Begitulah selama 3 tahun, ayah mertua selalu seperti itu.
Suatu hari, ayah mertua jatuh sakit keras, terbaring lemah di ranjang.
Kami memanggilnya tapi ia tak mau keluar, sampai-sampai kami menjadi panik.
“Jangan sampai terjadi sesuatu yang tak diharapkan,” gumam kami dalam hati.
Karena panik, suamiku pun langsung mendobrak pintu kamar ayah mertua.
Kami tercengang melihat ayah mertua berbaring tenang di atas ranjang.
sambil mendekap di dada potret mendiang isterinya atau ibu mertuaku alamarhumah.
Di depan ranjangnya juga terdapat selembar potret mendiang isterinya.
Sementara di atas sebuah meja terdapat beberapa lembar surat yang dipenuhi.
dengan huruf demi huruf yang berjejel di atas kertas surat itu.
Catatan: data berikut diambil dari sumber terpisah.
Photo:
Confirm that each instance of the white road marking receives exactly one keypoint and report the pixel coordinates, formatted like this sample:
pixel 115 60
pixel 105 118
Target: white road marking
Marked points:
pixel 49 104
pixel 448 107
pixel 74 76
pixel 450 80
Saat itulah kami baru tahu ternyata selama ini ayah mertua selalu menulis surat.
untuk mendiang isterinya di ujung dunia sana, sebagai wujud titipan rindunya.
Pada saat itu, mata kami sudah berkaca-kaca dan tak kuasa menahan tetesan air mata yang berlinang membasahi wajah kami.
Ternyata inilah sebabnya ayah mertua melarang kami masuk ke kamarnya.
Tak disangka aku dan suamiku telah mengabaikan kebutuhan rohaninya selama ini.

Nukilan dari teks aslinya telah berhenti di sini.